Widely acclaimed for his work completing Robert Jordan’s Wheel of Time saga, Brandon Sanderson now begins a grand cycle of his own, one every bit as ambitious and immersive.
Roshar is a world of stone and storms. Uncanny tempests of incredible power sweep across the rocky terrain so frequently that they have shaped ecology and civilization alike. Animals hide in shells, trees pull in branches, and grass retracts into the soilless ground. Cities are built only where the topography offers shelter.
It has been centuries since the fall of the 10 consecrated orders known as the Knights Radiant, but their Shardblades and Shardplate remain: mystical swords and suits of armor that transform ordinary men into near-invincible warriors. Wars were fought for them, and won by them. One such war rages on the Shattered Plains. There, Kaladin has been reduced to slavery. In a war that makes no sense, where 10 armies fight separately against a single foe, he struggles to save his men and to fathom the leaders who consider them expendable.
Brightlord Dalinar Kholin commands one of those other armies. Like his brother, the late king, he is fascinated by an ancient text called The Way of Kings. Troubled by visions of ancient times and the Knights Radiant, he has begun to doubt his own sanity.
Across the ocean, an untried young woman named Shallan seeks to train under an eminent scholar and notorious heretic, Dalinar’s niece, Jasnah. Though she genuinely loves learning, Shallan’s motives are less than pure. As she plans a daring theft, her research for Jasnah hints at secrets of the Knights Radiant and the true cause of the war.

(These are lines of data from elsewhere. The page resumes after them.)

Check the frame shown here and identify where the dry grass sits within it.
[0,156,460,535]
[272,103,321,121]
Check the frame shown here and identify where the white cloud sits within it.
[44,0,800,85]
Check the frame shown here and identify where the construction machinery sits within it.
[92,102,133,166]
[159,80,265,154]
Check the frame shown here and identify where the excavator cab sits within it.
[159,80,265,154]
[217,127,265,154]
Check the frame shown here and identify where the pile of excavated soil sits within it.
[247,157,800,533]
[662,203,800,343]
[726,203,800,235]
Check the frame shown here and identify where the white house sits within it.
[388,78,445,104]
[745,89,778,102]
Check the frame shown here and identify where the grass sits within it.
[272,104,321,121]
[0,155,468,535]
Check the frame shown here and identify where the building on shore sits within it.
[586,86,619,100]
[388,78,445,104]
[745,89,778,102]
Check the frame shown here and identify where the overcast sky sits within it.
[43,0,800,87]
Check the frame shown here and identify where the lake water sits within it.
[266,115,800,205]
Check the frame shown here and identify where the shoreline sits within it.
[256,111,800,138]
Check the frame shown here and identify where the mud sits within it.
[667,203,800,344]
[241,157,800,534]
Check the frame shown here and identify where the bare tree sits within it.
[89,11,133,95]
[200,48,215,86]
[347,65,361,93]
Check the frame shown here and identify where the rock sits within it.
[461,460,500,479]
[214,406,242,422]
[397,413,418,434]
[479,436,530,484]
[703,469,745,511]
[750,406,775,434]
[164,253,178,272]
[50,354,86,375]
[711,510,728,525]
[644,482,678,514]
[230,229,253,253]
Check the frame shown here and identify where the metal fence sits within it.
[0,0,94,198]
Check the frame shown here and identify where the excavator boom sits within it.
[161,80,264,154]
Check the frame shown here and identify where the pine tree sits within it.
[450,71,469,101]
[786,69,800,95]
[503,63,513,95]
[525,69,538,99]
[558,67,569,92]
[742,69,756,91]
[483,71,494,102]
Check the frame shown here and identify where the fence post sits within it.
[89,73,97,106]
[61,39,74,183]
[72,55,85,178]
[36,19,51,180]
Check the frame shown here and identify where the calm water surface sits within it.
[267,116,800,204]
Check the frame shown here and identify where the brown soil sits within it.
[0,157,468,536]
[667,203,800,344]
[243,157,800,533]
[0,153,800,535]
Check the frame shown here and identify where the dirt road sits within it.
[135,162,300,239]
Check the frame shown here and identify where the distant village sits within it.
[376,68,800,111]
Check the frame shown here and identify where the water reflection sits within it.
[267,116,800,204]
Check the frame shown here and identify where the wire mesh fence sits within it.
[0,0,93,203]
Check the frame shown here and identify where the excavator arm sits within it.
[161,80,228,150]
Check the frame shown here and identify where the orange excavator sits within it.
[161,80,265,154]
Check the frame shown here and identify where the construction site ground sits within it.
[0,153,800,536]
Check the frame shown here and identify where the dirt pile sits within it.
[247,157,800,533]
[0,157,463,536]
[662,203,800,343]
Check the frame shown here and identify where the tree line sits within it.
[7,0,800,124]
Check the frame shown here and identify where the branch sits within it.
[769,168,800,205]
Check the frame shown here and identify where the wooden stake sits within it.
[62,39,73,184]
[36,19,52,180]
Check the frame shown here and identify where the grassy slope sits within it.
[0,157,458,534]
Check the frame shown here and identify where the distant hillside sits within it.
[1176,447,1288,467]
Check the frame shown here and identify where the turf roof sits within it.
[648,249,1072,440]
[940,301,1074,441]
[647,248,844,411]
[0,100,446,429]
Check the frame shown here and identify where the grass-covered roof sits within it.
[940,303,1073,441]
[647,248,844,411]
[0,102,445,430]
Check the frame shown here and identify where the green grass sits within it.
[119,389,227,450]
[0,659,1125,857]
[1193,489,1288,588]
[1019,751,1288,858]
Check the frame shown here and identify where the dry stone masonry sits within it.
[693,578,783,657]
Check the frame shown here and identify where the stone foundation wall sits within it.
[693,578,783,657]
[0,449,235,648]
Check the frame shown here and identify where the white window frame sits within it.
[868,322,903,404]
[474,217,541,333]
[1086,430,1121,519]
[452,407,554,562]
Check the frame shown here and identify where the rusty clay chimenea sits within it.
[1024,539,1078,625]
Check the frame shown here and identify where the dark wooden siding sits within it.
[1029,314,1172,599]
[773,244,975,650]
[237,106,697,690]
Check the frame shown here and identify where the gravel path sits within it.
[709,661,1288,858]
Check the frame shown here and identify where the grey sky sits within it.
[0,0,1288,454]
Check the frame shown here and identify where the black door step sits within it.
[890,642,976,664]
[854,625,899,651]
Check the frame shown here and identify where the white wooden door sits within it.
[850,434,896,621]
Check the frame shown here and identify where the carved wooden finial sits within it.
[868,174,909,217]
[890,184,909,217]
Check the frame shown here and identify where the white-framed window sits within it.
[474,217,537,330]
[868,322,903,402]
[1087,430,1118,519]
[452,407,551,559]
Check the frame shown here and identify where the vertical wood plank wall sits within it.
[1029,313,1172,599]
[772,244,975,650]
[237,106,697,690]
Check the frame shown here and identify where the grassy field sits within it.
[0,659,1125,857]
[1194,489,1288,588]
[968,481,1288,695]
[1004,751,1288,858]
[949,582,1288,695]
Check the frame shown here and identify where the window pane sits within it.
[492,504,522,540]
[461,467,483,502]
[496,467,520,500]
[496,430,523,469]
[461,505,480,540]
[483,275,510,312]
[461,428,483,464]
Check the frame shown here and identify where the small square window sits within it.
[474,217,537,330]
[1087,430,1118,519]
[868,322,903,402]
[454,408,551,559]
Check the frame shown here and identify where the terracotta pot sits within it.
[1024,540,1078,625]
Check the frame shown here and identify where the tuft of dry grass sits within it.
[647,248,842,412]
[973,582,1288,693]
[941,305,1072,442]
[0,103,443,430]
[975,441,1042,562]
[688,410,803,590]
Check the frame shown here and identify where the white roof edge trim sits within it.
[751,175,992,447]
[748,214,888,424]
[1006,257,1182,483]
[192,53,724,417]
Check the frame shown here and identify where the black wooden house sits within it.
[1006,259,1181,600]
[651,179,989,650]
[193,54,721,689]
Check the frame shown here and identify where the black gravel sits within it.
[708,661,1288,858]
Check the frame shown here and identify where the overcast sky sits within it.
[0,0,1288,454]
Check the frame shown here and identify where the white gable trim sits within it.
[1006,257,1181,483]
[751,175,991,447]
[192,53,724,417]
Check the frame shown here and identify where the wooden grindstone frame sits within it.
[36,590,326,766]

©2010 Dragonsteel Entertaiment, LLC (P)2010 Macmillan Audio
The story is amazingly well written. There is plenty of character development as well as intense action. But the performance of the two narrators was just incredible. I was really very impressed with both of them.
Kaladin has to be my favorite character, but Delinar Kholin is as close as 2nd place gets. Both characters were relatable in ways, yet admirable. The author develops them well and helps you understand the decisions they make.
No spoilers, but this book finishes quite strongly.
This book has my highest recommendation. I can't wait to start the second book in the series.
I loved this book, the narrators, the characters, the plot, the different settings. Great way to pass the hours while road tripping ! Can't wait to get the sequel with my next credit!
Captivating from beginning to end.
Would recommend to anyone who is a fan of epic fantasy.
Starting book 2 today!
Also China Miéville, Peter Hamilton, good space-opera, No Zombies, Apocalypses, Women who sigh and go weak at the knees when seeing a man!
Although I found this book and it's cast of characters fascinating and mostly totally engaging, there were episodic developments that I felt were either unnecessary or dragged out too long. So, as I stated, a bit of editing wouldn't have hurt the book or any of the stories imho. On the other hand, for all I know, this is the heavily edited version! Lol!
As usual, Sanderson has the ability to let you get just so far into a character's mind that his or her actions can still surprise you. This is both good and bad as there are times I feel I should know more about certain characters and am irked that I don't have more of that omnipotent interior voice telling me about the character in question. I certainly can't complain too much though, as a great writer shows you who the character is, he doesn't tell you.
Kramer and Reading are basically the king and queen of the Audio Book experience. As much as I love reading a book myself, I can't see my own imagination trumping the performance that these two have given.
I normally don't enjoy bouncing back and forth between character perspectives. It's almost the equivalent of bumping into a wall and having to reorient yourself and start walking again, tentatively in a new direction. This book is one of the few I've read that is not that way. Every time a chapter would change perspective, instead of being annoyed that I was leaving my favorite characters perspective and jumping to one of the lesser characters, I found myself excited to get back to their story and plot line. The 4 main characters: Jasnah, Kaladin, Shallin, and Dalinar, are truly a fanastic 4 when it comes to character development and personal intricacy.
It was neat to hear each performer take their turn with Shallin. Both versions seemed to compliment the other, and helped to deepen her person and story.
I certainly found myself laughing a good bit. It felt like an old friend or a good memory.
I've enjoyed this series more than most epic fantasies released within the last 20 years. Rothfuss and Jordan are masters, but Sanderson is the "Mozart" of his time! His study of Religion in ALL of his books, not only as a plot developer, but as the subtlest thought provoker should win awards in and of itself. I find myself mentally reeling time and time again at the level of talent and tale stuffed between each of Brandon's book covers. I think I'm turning into a real fanboy!